Unicode support

Wed Sep 22 16:37:30 UTC 1999

> -----Original Message-----
> From: MIME :rowledge at interval.com > Sent: Wednesday, September 22, 1999 12:01 PM
> To: squeak at cs.uiuc.edu
> Subject: Re: Unicode support
> > > On Tue 21 Sep, Andrew C. Greenberg wrote:
> > > A newbie recently asked how to compute the equivalent of:
> > > 	word 4 of line 7
> > > and
> > > 	set word 4 of line 7 to "foobar"
> I haven't been tracking this discussion too thoroughly, but > the above point
> filtered through even though I haven't yet been caffeinated > this morning.
> My claim is that the above sorts of action have nothing to do > with String.
> Strings do not have lines, nor even words. Paragraphs (or just maybe
> FormattedSentences) have lines and words. A String is just a > long list of
> characters. Linebreaks, words etc only have meaning once the string is
> formatted as part of a larger document-like concept.

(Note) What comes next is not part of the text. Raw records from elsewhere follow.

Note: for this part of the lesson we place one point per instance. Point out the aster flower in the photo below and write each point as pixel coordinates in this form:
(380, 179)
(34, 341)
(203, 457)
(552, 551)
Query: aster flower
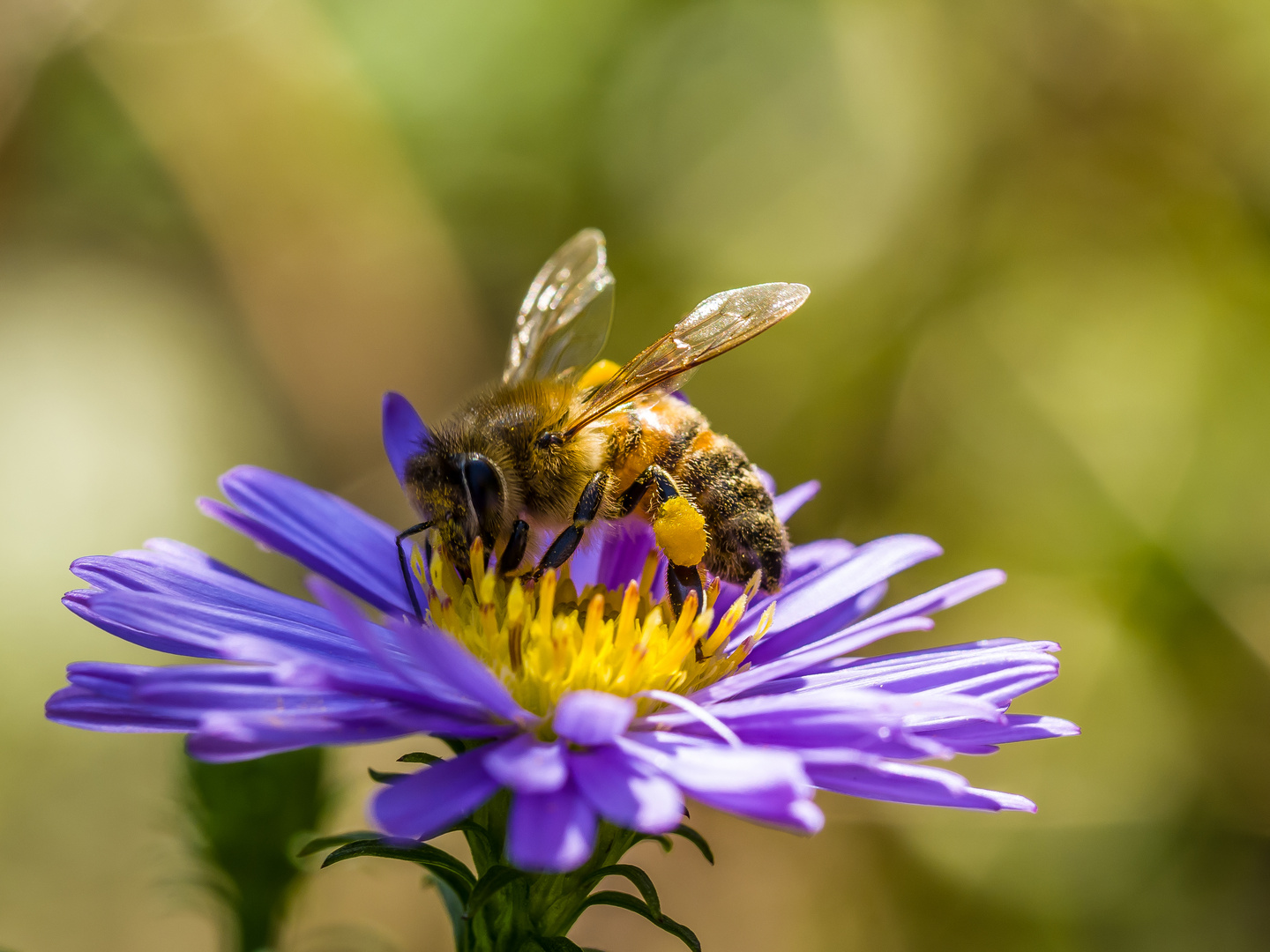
(583, 714)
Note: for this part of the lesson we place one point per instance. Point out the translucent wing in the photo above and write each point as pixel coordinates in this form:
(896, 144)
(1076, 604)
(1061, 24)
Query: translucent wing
(564, 320)
(715, 326)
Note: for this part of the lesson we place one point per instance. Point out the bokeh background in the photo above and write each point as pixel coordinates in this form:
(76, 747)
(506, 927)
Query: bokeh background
(1038, 236)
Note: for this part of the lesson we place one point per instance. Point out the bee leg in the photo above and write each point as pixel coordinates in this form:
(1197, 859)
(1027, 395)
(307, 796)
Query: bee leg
(516, 546)
(564, 545)
(406, 565)
(680, 580)
(653, 476)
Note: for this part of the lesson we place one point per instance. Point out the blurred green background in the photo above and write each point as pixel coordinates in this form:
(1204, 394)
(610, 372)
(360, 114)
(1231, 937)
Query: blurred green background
(1038, 236)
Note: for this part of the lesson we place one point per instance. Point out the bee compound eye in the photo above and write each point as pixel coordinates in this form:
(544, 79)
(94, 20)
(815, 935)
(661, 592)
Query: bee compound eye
(482, 487)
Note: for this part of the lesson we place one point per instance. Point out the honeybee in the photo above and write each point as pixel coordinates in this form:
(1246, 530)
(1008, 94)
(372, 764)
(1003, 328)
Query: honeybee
(562, 441)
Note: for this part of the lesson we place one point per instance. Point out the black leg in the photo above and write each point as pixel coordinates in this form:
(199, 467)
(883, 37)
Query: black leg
(680, 580)
(516, 546)
(583, 514)
(653, 476)
(406, 565)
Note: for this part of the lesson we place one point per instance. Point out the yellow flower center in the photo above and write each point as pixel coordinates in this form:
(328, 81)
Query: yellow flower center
(546, 639)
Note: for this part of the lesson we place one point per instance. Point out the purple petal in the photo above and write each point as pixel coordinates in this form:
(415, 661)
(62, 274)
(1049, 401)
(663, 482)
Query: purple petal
(377, 641)
(775, 643)
(550, 831)
(528, 766)
(870, 564)
(592, 716)
(436, 798)
(626, 791)
(444, 658)
(997, 671)
(318, 530)
(88, 710)
(983, 738)
(946, 596)
(808, 658)
(225, 738)
(404, 432)
(765, 785)
(623, 556)
(788, 502)
(874, 778)
(185, 576)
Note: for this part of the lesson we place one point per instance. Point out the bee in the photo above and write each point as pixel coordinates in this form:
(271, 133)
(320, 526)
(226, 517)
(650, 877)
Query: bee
(563, 441)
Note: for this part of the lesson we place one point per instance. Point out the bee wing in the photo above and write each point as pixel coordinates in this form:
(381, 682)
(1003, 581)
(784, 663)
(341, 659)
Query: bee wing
(562, 326)
(715, 326)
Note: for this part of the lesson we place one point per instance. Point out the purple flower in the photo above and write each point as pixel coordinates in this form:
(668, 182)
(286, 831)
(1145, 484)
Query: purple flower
(585, 695)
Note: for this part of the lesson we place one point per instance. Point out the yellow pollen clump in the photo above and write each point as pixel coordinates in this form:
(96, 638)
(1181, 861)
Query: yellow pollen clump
(681, 531)
(542, 640)
(598, 372)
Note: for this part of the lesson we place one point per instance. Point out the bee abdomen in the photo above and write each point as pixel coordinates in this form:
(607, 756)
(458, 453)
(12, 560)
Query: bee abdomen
(744, 532)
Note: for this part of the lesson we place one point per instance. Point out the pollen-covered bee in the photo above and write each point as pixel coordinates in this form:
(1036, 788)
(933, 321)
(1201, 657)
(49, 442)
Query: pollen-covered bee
(562, 441)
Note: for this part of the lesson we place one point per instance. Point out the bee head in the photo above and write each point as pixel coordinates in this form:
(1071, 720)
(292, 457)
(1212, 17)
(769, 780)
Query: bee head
(464, 493)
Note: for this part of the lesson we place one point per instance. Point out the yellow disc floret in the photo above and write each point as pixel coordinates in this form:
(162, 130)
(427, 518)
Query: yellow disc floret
(681, 531)
(542, 640)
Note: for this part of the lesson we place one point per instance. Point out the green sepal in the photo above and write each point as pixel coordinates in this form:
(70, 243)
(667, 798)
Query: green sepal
(637, 876)
(475, 829)
(667, 845)
(436, 861)
(453, 908)
(488, 885)
(386, 776)
(418, 756)
(661, 920)
(695, 839)
(553, 943)
(337, 841)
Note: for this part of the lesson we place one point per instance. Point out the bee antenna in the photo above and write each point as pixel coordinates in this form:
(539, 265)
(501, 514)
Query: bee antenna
(406, 565)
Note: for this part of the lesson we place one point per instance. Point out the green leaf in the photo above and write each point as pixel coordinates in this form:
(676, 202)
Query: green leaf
(418, 756)
(638, 877)
(337, 841)
(455, 909)
(438, 862)
(695, 839)
(385, 776)
(557, 943)
(488, 885)
(660, 919)
(476, 829)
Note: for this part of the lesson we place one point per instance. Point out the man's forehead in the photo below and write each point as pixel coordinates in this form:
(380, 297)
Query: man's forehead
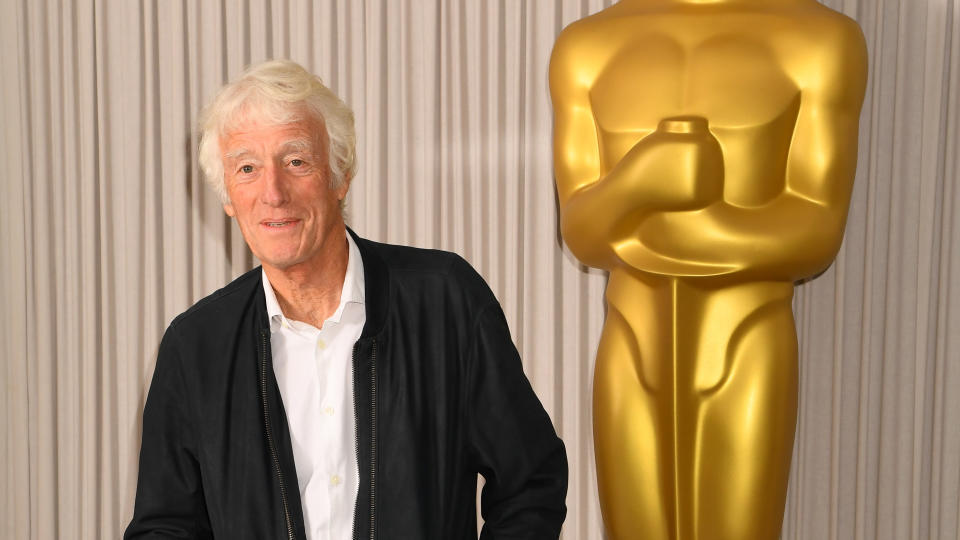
(254, 138)
(240, 148)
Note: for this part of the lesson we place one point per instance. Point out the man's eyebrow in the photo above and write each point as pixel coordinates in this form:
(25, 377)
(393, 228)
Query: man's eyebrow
(238, 152)
(296, 145)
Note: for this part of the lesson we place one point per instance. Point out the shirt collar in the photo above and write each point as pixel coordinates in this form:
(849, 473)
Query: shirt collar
(352, 291)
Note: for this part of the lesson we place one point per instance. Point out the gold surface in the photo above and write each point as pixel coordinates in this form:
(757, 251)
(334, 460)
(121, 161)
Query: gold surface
(705, 154)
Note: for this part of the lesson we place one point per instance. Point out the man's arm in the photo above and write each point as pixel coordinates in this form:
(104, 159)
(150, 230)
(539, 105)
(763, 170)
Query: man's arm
(170, 501)
(511, 439)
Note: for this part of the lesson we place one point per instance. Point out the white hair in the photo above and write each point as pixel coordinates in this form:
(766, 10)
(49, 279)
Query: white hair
(277, 91)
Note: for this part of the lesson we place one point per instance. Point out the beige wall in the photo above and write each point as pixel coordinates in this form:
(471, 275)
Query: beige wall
(107, 233)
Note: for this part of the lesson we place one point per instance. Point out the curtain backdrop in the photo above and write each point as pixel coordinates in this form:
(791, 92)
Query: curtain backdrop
(108, 233)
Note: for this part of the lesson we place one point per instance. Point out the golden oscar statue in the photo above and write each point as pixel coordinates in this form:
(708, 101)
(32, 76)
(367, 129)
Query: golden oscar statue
(705, 152)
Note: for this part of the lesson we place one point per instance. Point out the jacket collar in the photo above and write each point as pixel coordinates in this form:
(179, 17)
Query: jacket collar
(376, 285)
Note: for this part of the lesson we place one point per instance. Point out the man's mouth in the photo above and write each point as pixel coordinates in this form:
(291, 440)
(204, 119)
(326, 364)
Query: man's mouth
(278, 223)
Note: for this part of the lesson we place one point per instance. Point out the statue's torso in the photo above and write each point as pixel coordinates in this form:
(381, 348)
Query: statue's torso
(743, 72)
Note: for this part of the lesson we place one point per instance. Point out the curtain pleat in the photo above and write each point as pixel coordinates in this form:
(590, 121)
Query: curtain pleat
(108, 232)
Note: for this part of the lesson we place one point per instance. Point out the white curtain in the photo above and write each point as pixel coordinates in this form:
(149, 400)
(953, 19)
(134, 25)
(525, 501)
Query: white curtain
(108, 233)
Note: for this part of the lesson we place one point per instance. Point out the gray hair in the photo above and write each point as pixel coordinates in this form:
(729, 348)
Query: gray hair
(276, 90)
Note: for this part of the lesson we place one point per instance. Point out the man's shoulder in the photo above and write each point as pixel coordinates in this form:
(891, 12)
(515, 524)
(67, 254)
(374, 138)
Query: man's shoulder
(408, 265)
(228, 300)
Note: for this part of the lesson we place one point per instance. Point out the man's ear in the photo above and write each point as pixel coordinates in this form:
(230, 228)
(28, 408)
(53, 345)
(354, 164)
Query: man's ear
(342, 190)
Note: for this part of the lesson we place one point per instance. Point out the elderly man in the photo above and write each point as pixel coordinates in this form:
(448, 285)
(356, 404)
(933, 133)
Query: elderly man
(347, 388)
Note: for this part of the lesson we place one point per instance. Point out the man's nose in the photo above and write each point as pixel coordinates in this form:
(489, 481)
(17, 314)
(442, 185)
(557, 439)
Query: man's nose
(274, 192)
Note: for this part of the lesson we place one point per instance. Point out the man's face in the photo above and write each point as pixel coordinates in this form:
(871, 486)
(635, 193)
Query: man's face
(276, 178)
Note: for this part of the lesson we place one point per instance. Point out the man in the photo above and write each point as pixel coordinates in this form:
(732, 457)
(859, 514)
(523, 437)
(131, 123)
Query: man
(347, 387)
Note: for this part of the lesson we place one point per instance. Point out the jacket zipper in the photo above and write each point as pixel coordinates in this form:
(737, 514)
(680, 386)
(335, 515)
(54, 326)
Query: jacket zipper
(266, 420)
(373, 439)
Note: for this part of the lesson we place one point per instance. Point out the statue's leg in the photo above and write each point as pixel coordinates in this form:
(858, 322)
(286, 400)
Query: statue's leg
(746, 426)
(628, 423)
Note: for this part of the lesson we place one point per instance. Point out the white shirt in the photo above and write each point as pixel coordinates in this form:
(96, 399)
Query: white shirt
(314, 372)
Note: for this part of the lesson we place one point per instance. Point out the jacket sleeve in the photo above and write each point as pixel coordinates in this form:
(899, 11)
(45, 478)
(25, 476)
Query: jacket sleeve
(512, 440)
(170, 501)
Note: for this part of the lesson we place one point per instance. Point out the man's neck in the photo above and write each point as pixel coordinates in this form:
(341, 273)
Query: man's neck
(310, 291)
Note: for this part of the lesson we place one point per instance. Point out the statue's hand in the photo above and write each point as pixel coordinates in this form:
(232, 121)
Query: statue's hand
(677, 167)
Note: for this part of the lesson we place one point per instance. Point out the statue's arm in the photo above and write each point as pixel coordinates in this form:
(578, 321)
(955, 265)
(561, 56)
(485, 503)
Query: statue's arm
(798, 233)
(576, 154)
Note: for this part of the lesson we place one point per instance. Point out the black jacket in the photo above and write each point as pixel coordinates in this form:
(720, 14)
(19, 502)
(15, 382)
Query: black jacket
(439, 392)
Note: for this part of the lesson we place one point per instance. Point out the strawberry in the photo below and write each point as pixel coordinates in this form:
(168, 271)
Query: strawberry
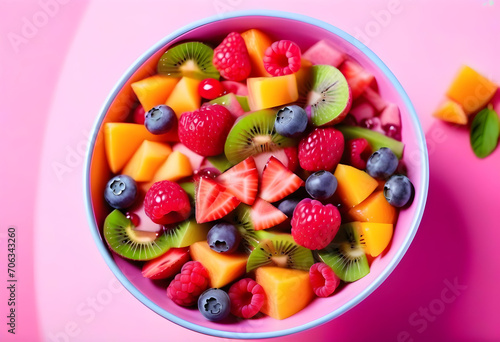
(242, 181)
(277, 181)
(212, 201)
(205, 130)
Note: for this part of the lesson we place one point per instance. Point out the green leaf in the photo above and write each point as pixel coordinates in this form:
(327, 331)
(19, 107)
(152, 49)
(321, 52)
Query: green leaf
(484, 132)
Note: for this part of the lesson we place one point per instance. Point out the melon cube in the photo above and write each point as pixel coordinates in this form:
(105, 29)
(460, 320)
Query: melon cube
(287, 290)
(146, 160)
(222, 268)
(267, 92)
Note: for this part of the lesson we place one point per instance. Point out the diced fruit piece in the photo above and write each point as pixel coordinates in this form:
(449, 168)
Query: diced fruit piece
(123, 239)
(166, 202)
(321, 149)
(191, 59)
(212, 201)
(257, 42)
(146, 160)
(282, 251)
(354, 185)
(451, 111)
(242, 181)
(231, 58)
(324, 53)
(314, 225)
(471, 90)
(267, 92)
(185, 96)
(277, 181)
(329, 99)
(252, 134)
(375, 139)
(153, 91)
(166, 265)
(222, 268)
(287, 291)
(358, 78)
(123, 139)
(204, 131)
(177, 166)
(374, 209)
(345, 255)
(189, 284)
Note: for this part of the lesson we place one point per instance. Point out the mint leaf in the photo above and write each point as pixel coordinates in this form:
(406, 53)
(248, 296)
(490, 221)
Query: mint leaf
(484, 132)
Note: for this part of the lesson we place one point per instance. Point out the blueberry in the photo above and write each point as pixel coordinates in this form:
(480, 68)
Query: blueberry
(214, 304)
(321, 185)
(120, 192)
(398, 191)
(382, 163)
(160, 119)
(291, 121)
(223, 238)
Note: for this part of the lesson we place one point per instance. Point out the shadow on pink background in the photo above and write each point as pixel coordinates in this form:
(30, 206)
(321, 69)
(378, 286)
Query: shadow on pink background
(445, 288)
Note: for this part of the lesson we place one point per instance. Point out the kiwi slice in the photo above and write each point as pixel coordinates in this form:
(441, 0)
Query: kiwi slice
(280, 250)
(192, 59)
(329, 98)
(121, 236)
(346, 255)
(254, 133)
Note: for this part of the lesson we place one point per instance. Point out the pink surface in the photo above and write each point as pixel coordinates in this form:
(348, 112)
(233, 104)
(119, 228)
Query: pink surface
(444, 288)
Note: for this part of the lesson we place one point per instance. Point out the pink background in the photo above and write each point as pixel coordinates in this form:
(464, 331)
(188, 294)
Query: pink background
(54, 80)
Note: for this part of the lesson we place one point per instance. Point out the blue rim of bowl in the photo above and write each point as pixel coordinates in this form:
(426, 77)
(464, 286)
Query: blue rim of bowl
(424, 172)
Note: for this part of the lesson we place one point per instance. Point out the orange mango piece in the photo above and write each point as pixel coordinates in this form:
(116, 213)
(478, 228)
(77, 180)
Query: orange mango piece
(471, 90)
(287, 290)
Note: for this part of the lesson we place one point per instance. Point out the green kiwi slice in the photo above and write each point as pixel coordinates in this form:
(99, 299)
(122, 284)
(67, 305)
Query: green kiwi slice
(192, 59)
(280, 250)
(346, 255)
(254, 133)
(122, 238)
(329, 98)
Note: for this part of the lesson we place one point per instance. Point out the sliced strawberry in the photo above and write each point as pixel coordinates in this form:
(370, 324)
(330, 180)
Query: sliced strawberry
(242, 181)
(166, 265)
(265, 215)
(277, 181)
(213, 201)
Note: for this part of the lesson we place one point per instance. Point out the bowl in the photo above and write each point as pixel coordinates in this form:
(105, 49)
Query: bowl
(305, 31)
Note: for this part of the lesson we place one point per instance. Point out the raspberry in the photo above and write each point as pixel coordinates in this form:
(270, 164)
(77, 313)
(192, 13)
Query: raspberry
(205, 130)
(166, 202)
(314, 225)
(321, 149)
(188, 285)
(247, 298)
(231, 58)
(323, 280)
(358, 151)
(282, 58)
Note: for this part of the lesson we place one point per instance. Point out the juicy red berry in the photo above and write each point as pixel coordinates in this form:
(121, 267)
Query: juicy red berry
(314, 225)
(231, 58)
(166, 202)
(247, 298)
(188, 285)
(321, 149)
(210, 89)
(282, 58)
(205, 130)
(358, 151)
(323, 280)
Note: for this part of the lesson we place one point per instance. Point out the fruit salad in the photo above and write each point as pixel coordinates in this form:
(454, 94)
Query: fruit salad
(252, 171)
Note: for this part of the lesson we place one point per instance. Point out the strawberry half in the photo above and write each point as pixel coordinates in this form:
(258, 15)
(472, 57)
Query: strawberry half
(265, 215)
(242, 181)
(277, 181)
(212, 201)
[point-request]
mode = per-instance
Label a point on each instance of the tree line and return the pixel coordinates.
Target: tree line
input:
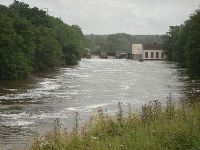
(182, 44)
(31, 41)
(120, 42)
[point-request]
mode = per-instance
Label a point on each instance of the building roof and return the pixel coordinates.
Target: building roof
(154, 46)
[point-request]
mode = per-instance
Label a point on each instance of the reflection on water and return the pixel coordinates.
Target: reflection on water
(29, 107)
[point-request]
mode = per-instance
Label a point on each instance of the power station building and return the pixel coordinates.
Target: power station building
(147, 52)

This makes sense to me.  However, there exist certain underlying operations that may be performed on strings to facilitate such computations that may well be string-like.  I raised this example to investigate what those underlying operations are or should be (beyond the obvious single-character and substring reads and writes).  Should indexing be a part of the protocol?  Searching?  (that is, beyond the general collection facilities)?  How about tokenizing with respect to certain delimiters (or predicates) and related operations?

While I agree that "words" per se, are a semantic or syntactic notion not inherent in the mere linear aggregation of characters; perhaps less structure-imposing operations, such as the tokenizing operations are appropriate?